—Pero con las restricciones que exige mi señora marquesa—dijo Stein—, ¿qué desenlace romancesco puede tener una novela que estribe, como generalmente sucede, en una pasión desgraciada?

—El tiempo—contestó la marquesa—; el tiempo, que da fin de todo, por más que digan los novelistas, que sueñan en lugar de observar.

—Tía—dijo Rafael—, lo que estáis diciendo es tan prosaico como el gazpacho.

—¿Te matarás si me caso con Luis?—le preguntó Rita.

—¡Yo verdugo, y de mi propia, interesante e inocente persona!, ¡yo mi propio Herodes! ¡Dios me libre, bella ingrata!—contestó Rafael—. Viviré para ver y gozar de tu arrepentimiento y para reemplazar a tu Luis Triunfos, si se le antoja ir a jugar al monte con su compadre Lucifer, en su reino.

—No hagáis ostentación en vuestra novela—prosiguió la marquesa—de frases y palabras extranjeras de que no tenemos necesidad.

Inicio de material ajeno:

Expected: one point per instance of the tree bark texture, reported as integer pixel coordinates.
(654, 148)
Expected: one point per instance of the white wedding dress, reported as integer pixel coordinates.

Si no sabéis vuestra lengua, ahí está el diccionario.

—Bien dicho—repitió Rafael—; no daremos cuartel a las esbeltas, a las notabilidades ni a los dandys; perversos intrusos, parásitos venenosos y peligrosos emisarios de la revolución.

—Más verdad dices de la que piensas—repuso la marquesa.

—Pero madre—dijo la condesa—; a fuerza de restricciones, nos pondréis en el caso de hacer una insulsez.

—Me fío de tu buen gusto—respondió la marquesa—, y en lo que es capaz de discurrir e inventar Rafael, para que así no sea. Otra advertencia. Si nombráis a Dios, llamadle por su nombre, y no con los que están hoy de moda, Ser Supremo, Suprema Inteligencia, Moderador del Universo y otros de este jaez.